The 10 best movies at TIFF 2017
It was another great year for movies at TIFF, and that means it was yet again no easy feat to narrow everything I saw down to a list of favourites. Nonetheless, there are always some films that linger in the mind and in the heart just a little bit more than others.
Here are my picks for the best movies I saw at TIFF 2017.
The stunning animation in The Breadwinner would be enough to qualify the film for this list. But then there’s the powerful story about a young Afghani girl who has to dress as a boy to support her family. The film is a feat in every way: pitch perfect writing, characters, emotions, and themes.
I don’t know how S. Craig Zahler (Bone Tomahawk) manages to make me love watching films where things happen to human bodies I never want to see. Brawl is Grindhouse-style filmmaking at its best. Its bursts of visceral violence kept my adrenaline pumping for days.

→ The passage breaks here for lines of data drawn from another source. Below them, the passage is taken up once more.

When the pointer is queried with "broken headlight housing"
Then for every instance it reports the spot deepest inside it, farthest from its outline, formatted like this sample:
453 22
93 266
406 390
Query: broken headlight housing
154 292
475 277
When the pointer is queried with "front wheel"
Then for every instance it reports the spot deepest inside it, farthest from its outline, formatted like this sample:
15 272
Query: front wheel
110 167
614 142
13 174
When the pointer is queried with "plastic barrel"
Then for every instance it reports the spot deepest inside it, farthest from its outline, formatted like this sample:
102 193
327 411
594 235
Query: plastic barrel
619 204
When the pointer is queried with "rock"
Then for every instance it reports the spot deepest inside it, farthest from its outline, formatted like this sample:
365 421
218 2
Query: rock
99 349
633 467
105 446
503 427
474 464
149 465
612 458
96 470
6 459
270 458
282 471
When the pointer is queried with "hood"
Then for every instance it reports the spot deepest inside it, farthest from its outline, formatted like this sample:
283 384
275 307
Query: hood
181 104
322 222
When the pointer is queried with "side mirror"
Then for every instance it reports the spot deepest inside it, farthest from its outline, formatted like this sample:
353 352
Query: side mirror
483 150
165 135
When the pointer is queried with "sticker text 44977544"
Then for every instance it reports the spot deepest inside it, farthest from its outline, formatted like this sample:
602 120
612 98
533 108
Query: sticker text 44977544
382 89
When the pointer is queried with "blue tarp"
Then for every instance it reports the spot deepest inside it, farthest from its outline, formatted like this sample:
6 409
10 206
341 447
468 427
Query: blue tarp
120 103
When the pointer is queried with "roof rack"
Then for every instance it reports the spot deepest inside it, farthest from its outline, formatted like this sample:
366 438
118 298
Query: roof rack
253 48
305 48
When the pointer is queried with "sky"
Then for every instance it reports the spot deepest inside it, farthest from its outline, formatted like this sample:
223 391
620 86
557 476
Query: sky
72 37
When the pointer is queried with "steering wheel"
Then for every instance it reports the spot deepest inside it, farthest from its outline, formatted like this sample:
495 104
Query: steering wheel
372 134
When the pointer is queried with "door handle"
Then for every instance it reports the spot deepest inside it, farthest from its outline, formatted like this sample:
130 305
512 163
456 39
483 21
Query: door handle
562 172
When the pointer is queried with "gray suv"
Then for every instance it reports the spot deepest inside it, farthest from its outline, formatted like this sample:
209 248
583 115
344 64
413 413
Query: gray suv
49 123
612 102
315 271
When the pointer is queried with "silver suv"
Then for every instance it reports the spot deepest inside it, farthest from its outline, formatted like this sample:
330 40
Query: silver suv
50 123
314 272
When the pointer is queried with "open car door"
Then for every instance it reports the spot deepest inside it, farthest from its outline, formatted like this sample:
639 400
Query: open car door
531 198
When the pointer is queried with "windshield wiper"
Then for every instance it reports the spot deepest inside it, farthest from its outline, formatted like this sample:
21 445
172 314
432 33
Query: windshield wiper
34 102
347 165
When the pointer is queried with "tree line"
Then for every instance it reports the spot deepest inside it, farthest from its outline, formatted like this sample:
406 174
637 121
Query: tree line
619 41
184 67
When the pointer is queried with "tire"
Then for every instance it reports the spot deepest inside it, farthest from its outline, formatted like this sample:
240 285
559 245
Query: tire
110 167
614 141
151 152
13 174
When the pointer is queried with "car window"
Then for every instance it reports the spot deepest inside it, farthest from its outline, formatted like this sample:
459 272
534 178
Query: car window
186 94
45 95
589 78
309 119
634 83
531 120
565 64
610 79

A beautiful ode to the aimless days of young summer love, Call Me By Your Name is so emotionally rich, it’s like a cinematic pacemaker has attached itself to your heart and beats it for you throughout the film. For 132 minutes you live the movie in a way you can’t forget.

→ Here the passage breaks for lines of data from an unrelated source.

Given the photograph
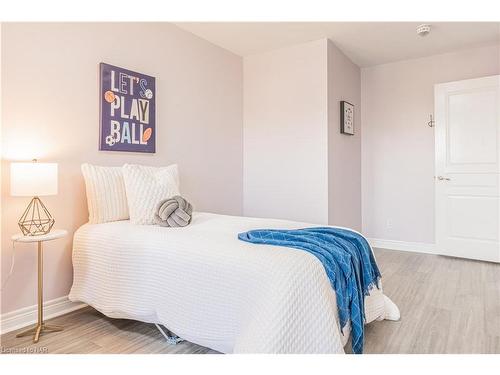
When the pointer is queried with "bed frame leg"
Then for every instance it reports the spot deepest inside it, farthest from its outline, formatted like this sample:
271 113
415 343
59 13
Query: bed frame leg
171 339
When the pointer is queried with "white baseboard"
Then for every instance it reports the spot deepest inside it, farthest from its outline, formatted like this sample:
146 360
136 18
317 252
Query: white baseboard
28 315
416 247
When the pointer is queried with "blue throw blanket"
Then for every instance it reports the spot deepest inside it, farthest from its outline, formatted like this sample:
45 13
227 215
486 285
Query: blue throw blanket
348 262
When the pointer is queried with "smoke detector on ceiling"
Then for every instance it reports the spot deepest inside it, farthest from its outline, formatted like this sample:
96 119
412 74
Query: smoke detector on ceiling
424 29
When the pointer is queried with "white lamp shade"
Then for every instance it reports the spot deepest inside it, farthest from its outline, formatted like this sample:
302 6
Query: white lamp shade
33 179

I expected James Franco’s film about the making of the infamous The Room to be funny. What I didn’t expect was the empathy and poignancy it brings to the misfits behind The Room. Here they're not (just) laughing stocks, but achievers of the ultimate Hollywood dream: making a beloved movie.
Ask yourself “What if the main character of Taxi Driver were instead a Reverend suffering a crisis of faith” and you'll get an idea about what you’re in for with this captivating film, anchored by a dependably great Ethan Hawke. This was one of the festival’s genuine surprises.
Sean Baker’s film accomplishes a rare feat: an honest and nuanced, but never patronizing or trite, look at those who live and struggle in the peripherals of America. Bonus: a lovely nice-guy performance from Willem Dafoe, and the most natural child actors you’ll ever see.
This adaptation of the late Richard Wagamese’s novel is impossible to shake. Aside from being one of the most loving cinematic odes to the joys of hockey, more significantly it captures the important story of how the trauma of residential schools affected its victims for their whole lives.
Film critic Noel Murray described Lady Bird as “the Frances Ha version of Edge of Seventeen” and that’s a perfect distillation of what makes the film great. Gerwig’s filmmaking and Soirsa Ronson’s performance combine to paint a captivating portrait of coming of age that rings free of cliché.
The supernatural can serve as a powerful metaphor to mirror the inner turmoil of a character and Joachim Trier’s Thelma does it right. A story about a new-to-college young girl, whose burgeoning feelings for another woman grate against her Christian upbringing, I was thinking about Thelma for days.
The People's Choice Award winner from Martin McDonagh (In Bruges) is darkly funny, but where it really packs a wallop is its exploration of the emotional black hole that is grief. That's wonderfully brought to life by year-best performances from Frances McDormand, Sam Rockwell, and Woody Harrelson.